TypeError when applying map after set_format(type='torch')

Hi there,

I am trying to run a simple forward_pass function on my dataset producing the following error:

dataset['train'].set_format(type='torch', columns=['input_ids', 'attention_mask', 'label'])

def forward_pass(batch):
    input_ids = torch.tensor(batch['input_ids']).to(device)
    attention_mask = torch.tensor(batch['attention_mask']).to(device)
    with torch.no_grad():
        batch['logits'] = model(input_ids, attention_mask)['logits'].cpu().numpy()
    return batch

dataset['train'].map(forward_pass, batched=True, batch_size=16)
TypeError: Provided `function` which is applied to all elements of table returns a `dict` of types [<class 'torch.Tensor'>, <class 'torch.Tensor'>, <class 'torch.Tensor'>, <class 'numpy.ndarray'>]. When using `batched=True`, make sure provided `function` returns a `dict` of types like `(<class 'list'>, <class 'numpy.ndarray'>)`.
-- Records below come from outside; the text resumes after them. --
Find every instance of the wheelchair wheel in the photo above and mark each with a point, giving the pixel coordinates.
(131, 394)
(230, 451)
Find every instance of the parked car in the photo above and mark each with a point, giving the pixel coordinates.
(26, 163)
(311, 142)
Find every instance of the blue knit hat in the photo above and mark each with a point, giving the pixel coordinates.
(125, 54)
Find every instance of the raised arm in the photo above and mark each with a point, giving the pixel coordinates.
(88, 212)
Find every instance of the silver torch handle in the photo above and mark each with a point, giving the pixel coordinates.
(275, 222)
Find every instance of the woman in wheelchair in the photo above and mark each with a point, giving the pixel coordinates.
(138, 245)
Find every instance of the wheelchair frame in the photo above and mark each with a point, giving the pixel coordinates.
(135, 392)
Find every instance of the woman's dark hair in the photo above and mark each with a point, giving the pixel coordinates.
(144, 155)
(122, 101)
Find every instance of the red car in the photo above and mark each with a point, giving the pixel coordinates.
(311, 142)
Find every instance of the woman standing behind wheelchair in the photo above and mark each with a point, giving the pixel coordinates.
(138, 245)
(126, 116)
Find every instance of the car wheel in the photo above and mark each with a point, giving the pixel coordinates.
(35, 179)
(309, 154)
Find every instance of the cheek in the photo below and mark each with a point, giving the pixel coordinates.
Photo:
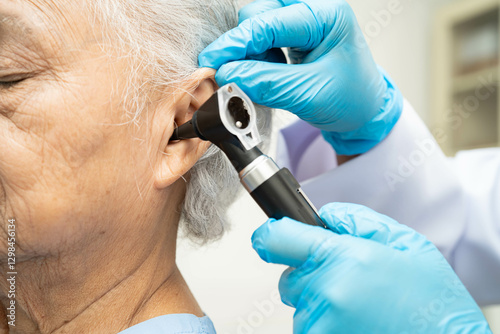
(59, 171)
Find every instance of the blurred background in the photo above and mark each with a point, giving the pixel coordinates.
(444, 56)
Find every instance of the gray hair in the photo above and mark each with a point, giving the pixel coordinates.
(166, 37)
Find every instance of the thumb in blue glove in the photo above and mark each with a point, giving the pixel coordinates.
(334, 83)
(368, 274)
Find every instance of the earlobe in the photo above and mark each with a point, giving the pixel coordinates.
(175, 159)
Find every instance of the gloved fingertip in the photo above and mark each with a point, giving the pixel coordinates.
(258, 232)
(333, 215)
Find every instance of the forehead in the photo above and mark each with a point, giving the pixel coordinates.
(32, 20)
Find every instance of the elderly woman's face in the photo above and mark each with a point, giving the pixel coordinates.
(68, 173)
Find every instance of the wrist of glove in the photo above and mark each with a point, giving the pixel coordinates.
(374, 131)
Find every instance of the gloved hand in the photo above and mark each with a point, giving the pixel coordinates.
(368, 274)
(334, 83)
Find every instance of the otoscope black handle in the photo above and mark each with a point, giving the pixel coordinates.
(280, 195)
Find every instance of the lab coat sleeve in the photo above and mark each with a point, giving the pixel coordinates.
(454, 202)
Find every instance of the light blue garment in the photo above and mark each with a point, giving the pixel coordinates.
(173, 324)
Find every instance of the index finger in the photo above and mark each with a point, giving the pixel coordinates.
(289, 242)
(292, 26)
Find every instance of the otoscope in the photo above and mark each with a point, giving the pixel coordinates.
(229, 120)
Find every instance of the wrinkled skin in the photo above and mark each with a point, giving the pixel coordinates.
(95, 202)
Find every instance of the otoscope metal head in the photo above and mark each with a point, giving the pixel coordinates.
(228, 115)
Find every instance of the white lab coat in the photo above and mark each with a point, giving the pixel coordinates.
(455, 202)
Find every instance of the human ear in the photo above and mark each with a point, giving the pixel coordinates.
(176, 158)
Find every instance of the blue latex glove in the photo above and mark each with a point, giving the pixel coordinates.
(334, 83)
(374, 276)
The error does not occur when I convert to numpy instead of torch:

dataset['train'].set_format(type='numpy', columns=['input_ids', 'attention_mask', 'label'])
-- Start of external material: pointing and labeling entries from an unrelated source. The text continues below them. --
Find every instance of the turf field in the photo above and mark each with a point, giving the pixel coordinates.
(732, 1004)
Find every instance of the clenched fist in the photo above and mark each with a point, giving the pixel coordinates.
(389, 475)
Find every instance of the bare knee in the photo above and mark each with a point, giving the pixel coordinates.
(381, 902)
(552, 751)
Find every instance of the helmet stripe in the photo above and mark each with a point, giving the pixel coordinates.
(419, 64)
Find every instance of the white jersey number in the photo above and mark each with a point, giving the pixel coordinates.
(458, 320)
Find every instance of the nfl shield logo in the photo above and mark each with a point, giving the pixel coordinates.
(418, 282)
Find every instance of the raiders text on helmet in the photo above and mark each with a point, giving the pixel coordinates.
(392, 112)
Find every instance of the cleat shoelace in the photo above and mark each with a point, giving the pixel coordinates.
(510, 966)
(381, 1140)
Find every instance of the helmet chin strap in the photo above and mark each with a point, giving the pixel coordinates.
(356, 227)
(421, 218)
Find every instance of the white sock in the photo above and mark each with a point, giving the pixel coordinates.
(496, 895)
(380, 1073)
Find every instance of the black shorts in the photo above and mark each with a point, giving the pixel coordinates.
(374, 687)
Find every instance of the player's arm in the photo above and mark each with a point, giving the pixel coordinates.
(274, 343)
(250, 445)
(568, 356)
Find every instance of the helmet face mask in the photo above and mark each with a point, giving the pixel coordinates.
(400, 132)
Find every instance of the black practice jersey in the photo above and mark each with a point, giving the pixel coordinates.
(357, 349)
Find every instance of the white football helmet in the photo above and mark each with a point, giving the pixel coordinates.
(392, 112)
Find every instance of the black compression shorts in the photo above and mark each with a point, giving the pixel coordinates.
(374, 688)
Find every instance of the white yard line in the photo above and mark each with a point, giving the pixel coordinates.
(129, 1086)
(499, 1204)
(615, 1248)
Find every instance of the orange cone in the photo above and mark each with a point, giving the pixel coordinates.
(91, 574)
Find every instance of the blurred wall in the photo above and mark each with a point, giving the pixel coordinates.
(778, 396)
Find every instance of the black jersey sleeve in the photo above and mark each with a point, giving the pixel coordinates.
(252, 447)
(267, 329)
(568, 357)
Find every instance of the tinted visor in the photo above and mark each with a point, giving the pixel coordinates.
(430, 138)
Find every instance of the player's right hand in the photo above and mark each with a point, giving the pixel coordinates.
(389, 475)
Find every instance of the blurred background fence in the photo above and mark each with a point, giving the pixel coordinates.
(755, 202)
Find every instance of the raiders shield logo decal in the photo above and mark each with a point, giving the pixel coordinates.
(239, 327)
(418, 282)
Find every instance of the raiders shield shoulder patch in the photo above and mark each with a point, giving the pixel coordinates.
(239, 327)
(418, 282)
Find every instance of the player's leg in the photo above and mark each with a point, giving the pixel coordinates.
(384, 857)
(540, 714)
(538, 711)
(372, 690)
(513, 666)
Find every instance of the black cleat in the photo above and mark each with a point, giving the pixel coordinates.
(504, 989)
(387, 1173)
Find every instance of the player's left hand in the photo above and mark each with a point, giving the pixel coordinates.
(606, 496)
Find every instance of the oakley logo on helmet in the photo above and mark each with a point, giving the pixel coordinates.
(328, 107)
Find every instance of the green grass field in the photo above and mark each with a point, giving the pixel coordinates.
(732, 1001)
Why is that the case? I couldn’t quite wrap my head around why the map call doesn’t handle the tensor data but is fine with using the numpy arrays? Super grateful for insights on the inner workings of the employed function! :slight_smile:

Best
Simon

Hi ! I think this is an issue in datasets, let me open a PR to fix this.
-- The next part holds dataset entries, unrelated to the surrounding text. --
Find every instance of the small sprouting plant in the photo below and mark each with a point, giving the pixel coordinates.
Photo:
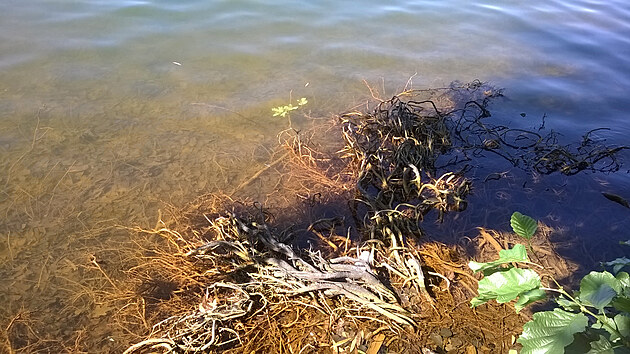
(599, 312)
(282, 111)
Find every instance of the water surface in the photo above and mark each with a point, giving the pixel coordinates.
(110, 109)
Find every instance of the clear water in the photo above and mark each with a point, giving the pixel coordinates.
(108, 108)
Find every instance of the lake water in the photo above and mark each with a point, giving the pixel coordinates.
(110, 109)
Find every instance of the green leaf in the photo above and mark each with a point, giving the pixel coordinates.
(506, 286)
(523, 225)
(528, 298)
(551, 331)
(624, 279)
(622, 304)
(598, 289)
(601, 346)
(517, 254)
(617, 264)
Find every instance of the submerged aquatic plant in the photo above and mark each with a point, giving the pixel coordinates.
(282, 111)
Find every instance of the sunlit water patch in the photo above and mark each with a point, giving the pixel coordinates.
(110, 109)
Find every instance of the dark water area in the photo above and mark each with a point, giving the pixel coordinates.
(110, 110)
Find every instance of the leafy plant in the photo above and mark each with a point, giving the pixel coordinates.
(282, 111)
(599, 312)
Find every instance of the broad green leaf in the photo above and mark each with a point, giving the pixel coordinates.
(529, 297)
(624, 279)
(599, 288)
(523, 225)
(516, 254)
(601, 346)
(622, 304)
(551, 331)
(617, 264)
(506, 286)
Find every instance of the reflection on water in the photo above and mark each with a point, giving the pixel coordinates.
(110, 109)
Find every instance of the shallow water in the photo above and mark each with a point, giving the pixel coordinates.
(109, 109)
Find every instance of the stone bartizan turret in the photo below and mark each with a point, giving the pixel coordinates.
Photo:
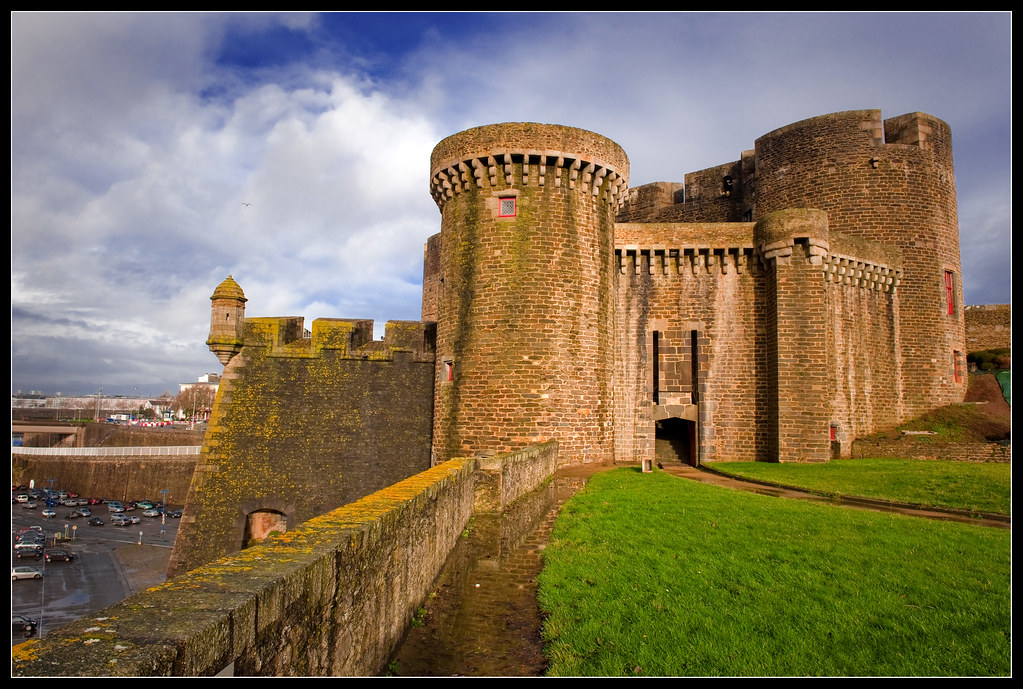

In the meantime you need to make sure every tensor in the returned batch dict should be lists or numpy arrays

Pull request is open at Fix map batched with torch output + test by lhoestq · Pull Request #4972 · huggingface/datasets · GitHub

1 Like

Great, thanks for the quick reply and PR. The workaround with converting back to numpy works just fine, however, the fix will make the whole workflow more convenient and robust IMO.